Decir groserías tendría una asociación con un ánimo agitado pero también con la sinceridad y veracidad: las personas que frecuentemente maldicen son más honestas, de acuerdo con una investigación psicológica realizada por un equipo multinacional en Holanda, Gran Bretaña, Estados Unidos y Hong Kong.

Si bien la profanidad —el uso de lenguaje soez— y la deshonestidad son violaciones a ciertas normas de convivencia, no necesariamente están relacionadas: la blasfemia se utiliza a menudo para expresar sentimientos genuinos y, por tanto, podría no estar relacionada con la deshonestidad señala el documento, publicado por Social Psychological and Personality Science.

En el estudio conjunto se exploró la relación entre profanidad y honestidad. Paras ello, se examinó el uso de groserías entre los participantes, así como su relación usual con la veracidad. Por otro lado, se realizó un análisis lingüístico de las interacciones sociales en Facebook de otro grupo de participantes y se contrastó todo ello con índices de blasfemia e integridad.

En el primer cuestionario al que fueron sometidos los 276 participantes se les pidió que enumeraran sus groserías favoritas más comunes. También se les pidió que calificaran sus razones para usar estas palabras y luego tomaron parte en una prueba de mentiras para determinar si estaban siendo sinceros o simplemente respondiendo de la manera que pensaban que era socialmente aceptable. Aquellos con un alista más larga de groserías tenían menos probabilidades de estar mintiendo.

Una segunda exploración recogió datos de 75.000 usuarios de Facebook para medir el uso de palabras soeces en sus interacciones sociales en línea. La investigación encontró que aquellos que utilizaron más groserías también fueron más propensos a utilizar patrones de lenguaje relacionados con la honestidad, como el uso de pronombres como "yo" y "mí".

Ello arrojó una relación positiva consistente entre groserías y honestidad: maldecir se asoció menos con la mentira y engaño a nivel individual y más con la integridad a nivel de la sociedad.

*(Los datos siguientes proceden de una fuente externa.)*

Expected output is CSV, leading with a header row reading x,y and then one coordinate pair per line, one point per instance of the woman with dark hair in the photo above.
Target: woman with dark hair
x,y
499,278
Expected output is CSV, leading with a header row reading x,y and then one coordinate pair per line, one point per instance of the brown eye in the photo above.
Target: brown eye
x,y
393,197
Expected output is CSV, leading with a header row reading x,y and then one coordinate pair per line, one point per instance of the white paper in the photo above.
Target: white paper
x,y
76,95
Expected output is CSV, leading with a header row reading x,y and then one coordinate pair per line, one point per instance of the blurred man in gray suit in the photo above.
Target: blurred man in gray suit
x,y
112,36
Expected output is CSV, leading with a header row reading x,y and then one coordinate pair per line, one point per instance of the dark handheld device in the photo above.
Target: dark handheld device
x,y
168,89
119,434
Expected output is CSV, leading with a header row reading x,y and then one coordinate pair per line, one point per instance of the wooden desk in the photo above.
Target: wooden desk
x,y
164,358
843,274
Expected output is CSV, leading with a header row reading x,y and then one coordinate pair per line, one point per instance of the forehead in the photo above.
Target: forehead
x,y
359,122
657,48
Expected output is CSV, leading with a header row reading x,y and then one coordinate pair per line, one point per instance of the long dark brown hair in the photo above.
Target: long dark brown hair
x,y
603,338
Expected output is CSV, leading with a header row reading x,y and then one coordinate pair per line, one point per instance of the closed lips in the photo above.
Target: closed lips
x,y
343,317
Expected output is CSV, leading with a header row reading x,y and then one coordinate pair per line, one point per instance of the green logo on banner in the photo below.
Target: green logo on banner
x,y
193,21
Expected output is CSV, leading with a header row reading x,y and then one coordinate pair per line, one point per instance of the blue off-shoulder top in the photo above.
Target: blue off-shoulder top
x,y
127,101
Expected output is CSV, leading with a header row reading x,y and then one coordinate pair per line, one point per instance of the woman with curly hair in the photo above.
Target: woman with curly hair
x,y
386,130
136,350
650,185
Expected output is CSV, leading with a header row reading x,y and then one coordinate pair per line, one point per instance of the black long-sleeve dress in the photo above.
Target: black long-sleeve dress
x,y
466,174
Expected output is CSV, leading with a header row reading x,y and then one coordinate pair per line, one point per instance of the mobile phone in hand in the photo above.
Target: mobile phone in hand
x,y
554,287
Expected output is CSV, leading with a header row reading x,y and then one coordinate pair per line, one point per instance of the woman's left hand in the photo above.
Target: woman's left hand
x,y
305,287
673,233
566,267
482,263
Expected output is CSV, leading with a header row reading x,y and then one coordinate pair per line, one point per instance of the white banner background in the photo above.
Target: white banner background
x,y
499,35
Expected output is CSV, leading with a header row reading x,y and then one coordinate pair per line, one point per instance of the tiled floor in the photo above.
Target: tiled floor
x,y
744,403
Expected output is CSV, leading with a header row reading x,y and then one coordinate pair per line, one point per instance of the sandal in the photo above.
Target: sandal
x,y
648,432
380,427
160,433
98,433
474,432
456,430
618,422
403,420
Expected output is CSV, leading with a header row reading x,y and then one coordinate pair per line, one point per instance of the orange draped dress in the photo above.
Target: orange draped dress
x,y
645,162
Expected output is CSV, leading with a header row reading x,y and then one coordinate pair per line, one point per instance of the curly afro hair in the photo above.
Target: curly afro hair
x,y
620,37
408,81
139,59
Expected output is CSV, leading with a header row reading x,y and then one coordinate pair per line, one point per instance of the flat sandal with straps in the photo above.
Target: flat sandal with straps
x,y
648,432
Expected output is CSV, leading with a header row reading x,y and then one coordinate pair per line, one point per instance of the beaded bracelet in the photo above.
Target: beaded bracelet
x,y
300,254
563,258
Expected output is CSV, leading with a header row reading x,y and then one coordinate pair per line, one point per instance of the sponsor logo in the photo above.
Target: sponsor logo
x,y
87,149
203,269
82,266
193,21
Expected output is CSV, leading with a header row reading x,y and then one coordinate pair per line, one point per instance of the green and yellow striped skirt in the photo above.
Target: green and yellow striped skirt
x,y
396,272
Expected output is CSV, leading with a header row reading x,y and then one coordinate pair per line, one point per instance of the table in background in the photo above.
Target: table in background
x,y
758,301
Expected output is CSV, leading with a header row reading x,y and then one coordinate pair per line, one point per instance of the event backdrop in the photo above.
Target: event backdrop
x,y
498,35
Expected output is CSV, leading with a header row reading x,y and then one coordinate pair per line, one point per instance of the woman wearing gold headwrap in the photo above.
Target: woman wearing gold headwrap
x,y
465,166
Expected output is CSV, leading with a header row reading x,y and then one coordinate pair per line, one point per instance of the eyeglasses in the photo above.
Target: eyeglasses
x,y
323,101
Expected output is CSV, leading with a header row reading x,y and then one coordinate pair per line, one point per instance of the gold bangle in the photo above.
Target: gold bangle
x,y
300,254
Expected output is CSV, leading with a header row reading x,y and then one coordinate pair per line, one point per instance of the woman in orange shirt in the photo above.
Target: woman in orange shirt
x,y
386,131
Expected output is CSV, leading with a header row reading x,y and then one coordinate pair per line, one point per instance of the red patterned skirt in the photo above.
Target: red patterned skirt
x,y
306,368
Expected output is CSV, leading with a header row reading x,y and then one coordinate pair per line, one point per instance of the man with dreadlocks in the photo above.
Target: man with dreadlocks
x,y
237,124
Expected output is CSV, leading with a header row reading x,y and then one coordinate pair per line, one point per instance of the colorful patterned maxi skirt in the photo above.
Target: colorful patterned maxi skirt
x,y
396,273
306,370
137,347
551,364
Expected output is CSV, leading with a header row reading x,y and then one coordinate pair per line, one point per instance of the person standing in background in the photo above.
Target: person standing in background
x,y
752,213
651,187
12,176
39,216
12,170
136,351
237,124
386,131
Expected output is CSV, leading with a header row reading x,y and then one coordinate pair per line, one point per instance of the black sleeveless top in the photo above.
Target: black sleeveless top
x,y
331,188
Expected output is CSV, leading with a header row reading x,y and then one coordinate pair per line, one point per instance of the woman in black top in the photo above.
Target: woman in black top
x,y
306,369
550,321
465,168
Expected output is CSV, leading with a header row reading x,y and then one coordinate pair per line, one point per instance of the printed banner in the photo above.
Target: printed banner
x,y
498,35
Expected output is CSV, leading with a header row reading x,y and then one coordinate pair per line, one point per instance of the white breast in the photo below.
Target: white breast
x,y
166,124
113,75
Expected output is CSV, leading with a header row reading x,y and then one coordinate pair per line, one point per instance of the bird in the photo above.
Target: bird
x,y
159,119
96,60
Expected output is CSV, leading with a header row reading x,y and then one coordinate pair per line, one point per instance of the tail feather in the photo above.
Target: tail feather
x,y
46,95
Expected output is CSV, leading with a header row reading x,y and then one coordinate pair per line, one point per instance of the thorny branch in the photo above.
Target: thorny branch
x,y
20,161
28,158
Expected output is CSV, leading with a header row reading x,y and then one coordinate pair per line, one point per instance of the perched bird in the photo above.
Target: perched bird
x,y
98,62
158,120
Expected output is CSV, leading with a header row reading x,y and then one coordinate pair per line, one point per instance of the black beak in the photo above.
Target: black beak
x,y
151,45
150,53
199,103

El Dr. David Stillwell, profesor de Big Data Analytics en la Universidad de Cambridge, y coautor del artículo, dice: "La relación entre blasfemia y deshonestidad es complicada. Cuando alguien maldice, te está diciendo su opinión honesta, pero también está filtrando su idioma para resultar más picante, aunque no está filtrando sus puntos de vista".

El habla profana es vetada en varios contextos sociales por sus referentes habituales, referidos al sexo, la suciedad o la sordidez, por lo que se le relaciona con la ira, la frustración o la sorpresa. Pero hasta ahora no se le había ligado con la honestidad, a pesar de que la blasfemia puede tender puentes con las audiencias cuando se trata de entretener y proyectar sinceridad. Los autores de la investigación mencionan en el documento que, por ejemplo, el presidente electo de los Estados Unidos, Donald Trump, usó algunas groserías en sus discursos durante la reciente campaña presidencial, por lo que fue considerado por una buena parte del electorado como el candidato más honesto de los que estuvieron en competencia.